Menos personas sin dientes: científicos desarrollaron un nuevo método para remplazar los dientes caídos con un materia de bioingeniería desarrollado a partir de las propias células de las encías del paciente. Hoy los métodos basados en implantes para remplazo total del diente no pueden reproducir la estructura radicular natural y como consecuencia de la fricción al comer y de otros movimientos de la mandíbula, se puede presentar pérdida de hueso mandibular alrededor del implante.

La investigación es liderada por Paul Sharpe, biólogo del King College London y fue publicada en el Journal of Dental Research

La producción del biodiente se ha enfocado por lo general en la generación de dientes inmaduros que imitan los del embrión para ser trasplantados como pequeñas píldoras de células en la mandíbula del adulto para que se desarrolle un nuevo diente.

A pesar de los ambientes tan distintos, los dientes embriónicos primordiales se pueden desarrollar en una boca de adulto y si se lograran identificar células que puedan combinarse para producir un diente inmaduro, el biodiente sería realidad.

Hasta ahora las fuentes celulares no han resultado prácticas para usar en una terapia general.

En el nuevo estudio, los científicos aislaron tejido adulto de las encías de pacientes, crecieron más en el laboratorio y luego los combinaron con las células de ratones para formar dientes. Al trasplantar esta combinación en ratones, pudieron desarrollarse dientes híbridos humano-ratón con raíces, dentina y esmalte.

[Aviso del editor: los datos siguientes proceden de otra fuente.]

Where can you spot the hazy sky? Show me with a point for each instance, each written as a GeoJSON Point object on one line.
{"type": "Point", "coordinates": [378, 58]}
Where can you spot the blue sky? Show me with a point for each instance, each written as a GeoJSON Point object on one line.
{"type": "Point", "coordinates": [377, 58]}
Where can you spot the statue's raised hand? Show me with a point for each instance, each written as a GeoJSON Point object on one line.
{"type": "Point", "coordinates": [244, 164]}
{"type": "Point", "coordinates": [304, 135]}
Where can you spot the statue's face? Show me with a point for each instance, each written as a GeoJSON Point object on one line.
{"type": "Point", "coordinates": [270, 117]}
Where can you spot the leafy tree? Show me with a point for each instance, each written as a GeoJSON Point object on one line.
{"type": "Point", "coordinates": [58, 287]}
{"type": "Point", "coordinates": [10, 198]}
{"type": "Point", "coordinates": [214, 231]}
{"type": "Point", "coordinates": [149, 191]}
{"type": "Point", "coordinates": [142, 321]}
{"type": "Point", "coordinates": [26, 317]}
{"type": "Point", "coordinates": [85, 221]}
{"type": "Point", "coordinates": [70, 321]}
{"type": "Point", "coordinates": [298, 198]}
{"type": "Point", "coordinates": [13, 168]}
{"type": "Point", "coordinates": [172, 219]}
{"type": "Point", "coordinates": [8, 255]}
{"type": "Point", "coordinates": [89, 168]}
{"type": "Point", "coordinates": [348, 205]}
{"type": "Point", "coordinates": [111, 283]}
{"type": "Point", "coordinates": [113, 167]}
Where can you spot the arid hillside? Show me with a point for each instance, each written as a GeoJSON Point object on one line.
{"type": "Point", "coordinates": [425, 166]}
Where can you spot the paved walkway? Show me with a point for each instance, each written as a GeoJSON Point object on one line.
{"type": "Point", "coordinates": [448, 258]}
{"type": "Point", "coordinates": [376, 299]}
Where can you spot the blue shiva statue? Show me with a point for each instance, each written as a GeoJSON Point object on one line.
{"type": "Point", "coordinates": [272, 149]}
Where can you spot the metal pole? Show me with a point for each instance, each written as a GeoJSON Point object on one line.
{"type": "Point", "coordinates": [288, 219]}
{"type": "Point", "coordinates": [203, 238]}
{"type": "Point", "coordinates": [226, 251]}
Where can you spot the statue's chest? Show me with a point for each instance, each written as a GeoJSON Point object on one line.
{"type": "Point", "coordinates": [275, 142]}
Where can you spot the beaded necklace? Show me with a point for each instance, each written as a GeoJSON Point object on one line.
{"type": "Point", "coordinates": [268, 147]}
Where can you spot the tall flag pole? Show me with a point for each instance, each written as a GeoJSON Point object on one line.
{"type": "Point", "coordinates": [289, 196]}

El próoximo gran paso será identificar una forma de cultivar células humanas mesenquimales que induzcan la formación de dientes, pues hasta ahora solo se logra hacerlo con las células embriónicas.

Un paso adelante.

Envenenados antes de nacer

Nacimientos defectuosos. La relación estrecha entre agroquímicos y salud quedó en evidencia una vez más en el journal Acta Paediatrica, que reportó que las tasas de nacidos con defectos en los Estados Unidos es más alta para las mujeres que conciben en la primavera y el verano. Durante ese período, es mayor el nivel de pesticidas en las aguas superficiales en todo el territorio.
Al estudiar 30,1 millones de nacimientos ocurridos entre 1996 y 2002, se encontró una fuerte asociación entre el aumento de los nacimientos con algún defecto en niños de mujeres cuyo último periodo menstrual ocurrió en abril, mayo, junio o julio, y los niveles de nitratos, atrazina y otros pesticidas en las aguas durante esos meses.
Se cree que varios de esos químicos, incluida la atrazina, un herbicida prohibido en Europa pero permitido en Estados Unidos, son nocivos para el desarrollo del embrión. Es la primera vez que se ligan la concentración estacional de pesticidas en el agua con los defectos de niños concebidos en ese periodo.
Entre los defectos de nacimiento que mostraron una relación positiva, están la espina bífida, el labio leporino, el síndrome de Down y el pie torcido.
¿Qué sucederá en nuestro medio, donde se fumiga casi todo el año debido al clima?